One year before he was appointed master of clerics and novices, he already had involved them in the publication of Altar and Home. The first issue appeared, with himself as general editor, in February 1934. This monthly magazine, more ambitious than any other initiative, was Conception Abbey’s main contribution to the renewal apostolate. Altar and Home stimulated other members of the community to take up the cause and give it their best effort until the magazine ceased publication in March 1963, its purpose for existence being largely achieved.

Fr Bede served as librarian from 1930 to 1945. During the first four summers, he attended library courses at the Catholic University in Washington, DC, and the University of Michigan. Thereupon he initiated a more professional organization and operation of the school and abbey libraries. To his foresight should be credited the following improvements: rules and procedures for A.L.A. and Library of Congress cataloging; classification of books according to the Dewey Decimal System; purchase of catalog cards from the Library of Congress; binding of periodicals and exchange of duplicates; and the principle of interlibrary loans. Fr Bede took a practical interest also in the needs of displaced persons after World War II – needs especially of seminarians and university students in occupied Germany who barely survived the war and who could be aided by frequent shipments of care packages and books.

Fr Bede helped to pioneer and staff four new monastic communities. He was among the first to go to Benet Lake in 1945. When St. Pius the Tenth Monastery was founded in 1951, he was named its first prior. From 1954 to 1958 he was on loan to the Benedictine Priory at Weston, Vermont. And finally, in 1962, he was chosen by Abbot Anselm to be a founding member of Skt. Kunds Kloster, a new venture in Denmark, where no monasticism had existed since the Reformation. In these various houses of monks, Fr Bede was – as always – a tireless contributor, a man of unflagging zeal and deep monastic spirit.

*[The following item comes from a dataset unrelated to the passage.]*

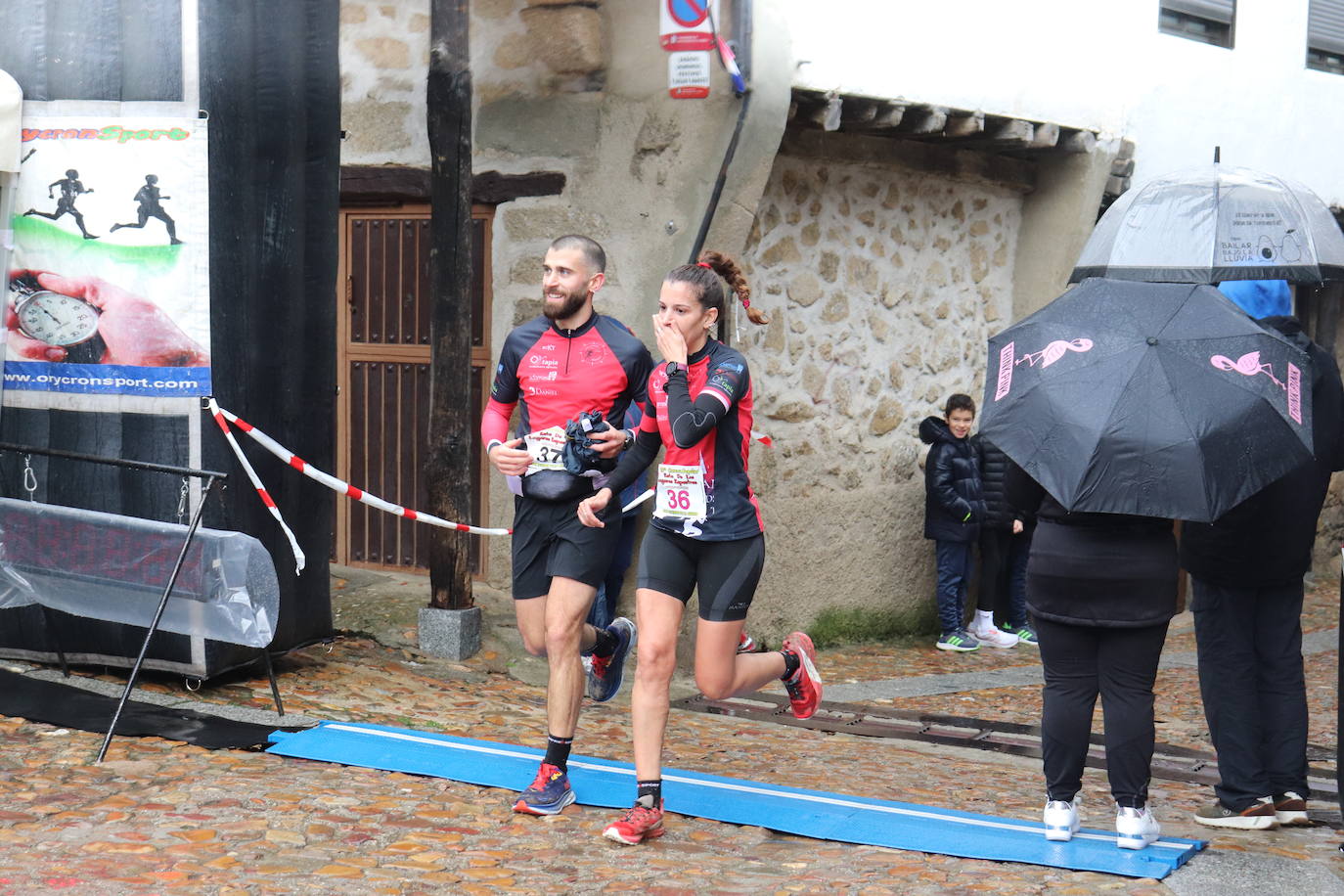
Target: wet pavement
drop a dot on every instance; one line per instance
(161, 817)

Having found his way amidst the polite but sometimes aloof Danish society and his role as the eyes and ears and elder statesman of the small community, Fr Bede began in 1964 to suffer periodically from bouts of ill health. At last it became clear that he could not go on, nor, perhaps, could the priory itself continue. Accompanied back home by Fr Walter Heeney, he collapsed on the plane and was found to be in such mortal danger that the plane was brought down at Montreal to leave him off. Unfortunately, he did not recover. Death quietly overtook him in a city hospital on 27 April 1966, with Fr Walter still at his side.

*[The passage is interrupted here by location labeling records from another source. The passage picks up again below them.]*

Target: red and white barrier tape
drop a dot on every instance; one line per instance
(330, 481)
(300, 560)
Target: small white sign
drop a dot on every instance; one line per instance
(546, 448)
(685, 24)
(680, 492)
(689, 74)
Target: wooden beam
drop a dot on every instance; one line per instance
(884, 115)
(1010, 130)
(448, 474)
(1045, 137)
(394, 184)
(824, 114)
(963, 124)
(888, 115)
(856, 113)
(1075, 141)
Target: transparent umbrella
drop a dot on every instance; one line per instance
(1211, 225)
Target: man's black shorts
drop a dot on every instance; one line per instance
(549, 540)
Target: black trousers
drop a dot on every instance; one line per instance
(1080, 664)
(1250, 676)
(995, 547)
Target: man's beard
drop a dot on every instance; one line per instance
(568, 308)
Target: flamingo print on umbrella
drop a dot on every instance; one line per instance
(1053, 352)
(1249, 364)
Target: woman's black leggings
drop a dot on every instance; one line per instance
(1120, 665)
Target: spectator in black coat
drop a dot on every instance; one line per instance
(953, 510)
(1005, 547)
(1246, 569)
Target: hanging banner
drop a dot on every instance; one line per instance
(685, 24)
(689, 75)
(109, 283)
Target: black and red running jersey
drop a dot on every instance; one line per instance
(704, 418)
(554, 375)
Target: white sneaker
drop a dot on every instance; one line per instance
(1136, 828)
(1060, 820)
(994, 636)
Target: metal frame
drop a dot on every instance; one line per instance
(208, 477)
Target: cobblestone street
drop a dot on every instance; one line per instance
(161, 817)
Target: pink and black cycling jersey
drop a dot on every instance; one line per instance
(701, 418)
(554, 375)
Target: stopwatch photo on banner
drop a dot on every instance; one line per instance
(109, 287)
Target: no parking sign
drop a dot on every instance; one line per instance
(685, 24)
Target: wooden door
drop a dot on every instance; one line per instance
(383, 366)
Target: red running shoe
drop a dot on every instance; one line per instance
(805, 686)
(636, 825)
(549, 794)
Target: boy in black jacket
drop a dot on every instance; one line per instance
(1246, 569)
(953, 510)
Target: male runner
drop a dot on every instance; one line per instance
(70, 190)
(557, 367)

A concelebrated pontifical Requiem Mass was offered in the Abbey basilica on Saturday, 30 April. Fr Bede had lived, worked, and prayed for exactly two-thirds of his sixty-three year life as a monk and priest of Conception Abbey – years filled with aspirations and visions of things to come, coupled with much hard work, and often many trials.

May he rest in peace!

Tribute prepared by the monks of Conception Abbey, Conception, MO.